Single by Samira Efendi
- Released: 10 March 2020
- Length: 3:00
- Label: BMF
- Songwriter(s): Luuk van Beers; Alan Roy Scott; Sarah Lake;
- Producer(s): Luuk van Beers; Tony Cornelissen;

Samira Efendi singles chronology
| "Yol Ayrıcı" (2019) | "Cleopatra" (2020) | "Mata Hari" (2021) |

Eurovision Song Contest 2020 entry
- Country: Azerbaijan
- Artist(s): Samira Efendi
- Languages: English
- Composer(s): Luuk van Beers; Alan Roy Scott; Sarah Lake;
- Lyricist(s): Luuk van Beers; Alan Roy Scott; Sarah Lake;

Finals performance
- Semi-final result: Contest cancelled

Entry chronology
- ◄ "Truth" (2019)
- "Mata Hari" (2021) ►

= Cleopatra (Samira Efendi song) =

2020 song by Samira Efendi

"Cleopatra" is a song recorded by Azerbaijani singer Samira Efendi. It would have represented Azerbaijan in the Eurovision Song Contest 2020 if the 2020 contest was not cancelled due to COVID-19 pandemic. The song was written by Luuk van Beers, Alan Roy Scott and Sarah Lake, and employs the refrain "Nam Myōhō Renge Kyō", which is a central mantra of Nichiren Buddhism.

==Background==

The song was originally written at Las Negras camps in Spain, by Sarah Lake, Alan Roy Scott and Luuk Van Beers, under the guidance and A & R direction of former UK, BBC, Music Consultant, Greig Watts. Once the final demo was complete, Publishers, Greig Watts from Dwb Music and Kevin Lee, from Wii Bii Music, engaged in finding the perfect home for the song. The track was originally submitted to San Marino RTV and a demo was recorded by Senhit, but the composers withdrew the song from the Sammarinese selection.

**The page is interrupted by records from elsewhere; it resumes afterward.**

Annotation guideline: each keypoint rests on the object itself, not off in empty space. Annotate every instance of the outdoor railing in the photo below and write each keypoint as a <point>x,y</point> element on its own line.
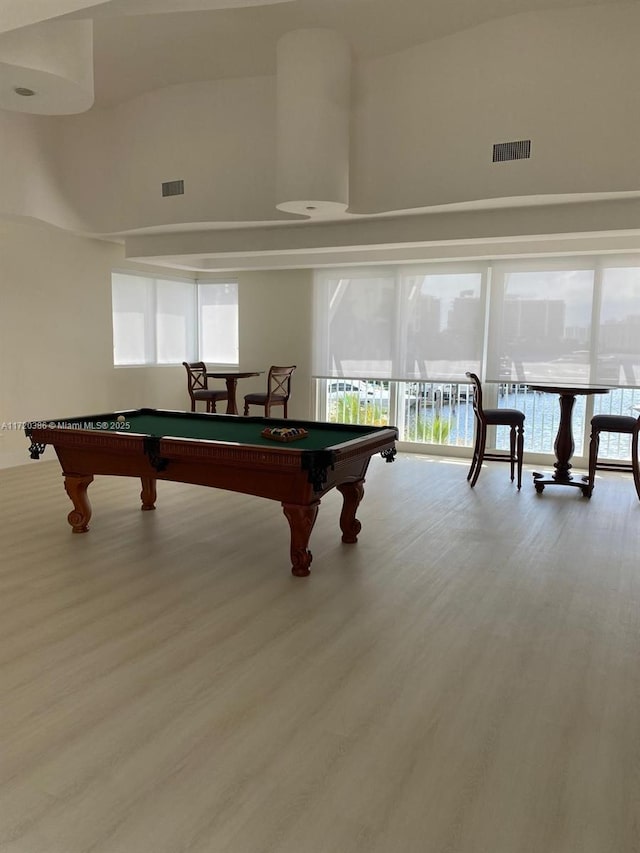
<point>435,413</point>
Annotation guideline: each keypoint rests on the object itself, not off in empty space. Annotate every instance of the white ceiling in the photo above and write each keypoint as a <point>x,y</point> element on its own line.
<point>141,45</point>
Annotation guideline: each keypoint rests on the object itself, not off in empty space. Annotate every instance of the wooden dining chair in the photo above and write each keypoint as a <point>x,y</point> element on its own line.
<point>513,418</point>
<point>199,390</point>
<point>624,424</point>
<point>277,394</point>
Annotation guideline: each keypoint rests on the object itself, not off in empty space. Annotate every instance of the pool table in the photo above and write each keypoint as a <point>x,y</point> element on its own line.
<point>225,451</point>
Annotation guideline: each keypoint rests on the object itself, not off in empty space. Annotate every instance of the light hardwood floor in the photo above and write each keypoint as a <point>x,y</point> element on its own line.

Once it was agreed that the song would be Azerbaijan's Eurovision entry, Tony Cornellisen and Luuk Van Beers travelled to Baku, to record Efendi, and produce the final version of the track.

The song features three traditional Azerbaijani instruments, an oud, a balaban and a tar. When talking about the song, Efendi said, "Cleopatra is a song about trusting your gut instinct, standing up for yourself and being a “queen” - even when things get tough and especially if someone betrays or hurts you. It is truly a song about freedom."

The song earned widespread praise amongst fans for the lyric "Cleopatra was a queen like me/Straight or Gay or in between", despite LGBT rights being a taboo subject in Azerbaijan.

==Eurovision Song Contest==

The song was due to represent Azerbaijan in the Eurovision Song Contest 2020, after Samira Efendi was internally selected by the Azerbaijani broadcaster, İctimai Television (İTV), and was going to be performed in one of the two semi-finals. On 28 January 2020, a special allocation draw was held which placed each country into one of the two semi-finals, as well as which half of the show they would perform in. Azerbaijan was placed into the first semi-final, to be held on 12 May 2020, and was scheduled to perform in the second half of the show. However, due to the COVID-19 pandemic, the Contest was cancelled.

==Music video==
A music video to accompany the release of "Cleopatra" was first released onto YouTube on 10 March 2020. The music video was filmed in Azerbaijan at the Gobustan National Park.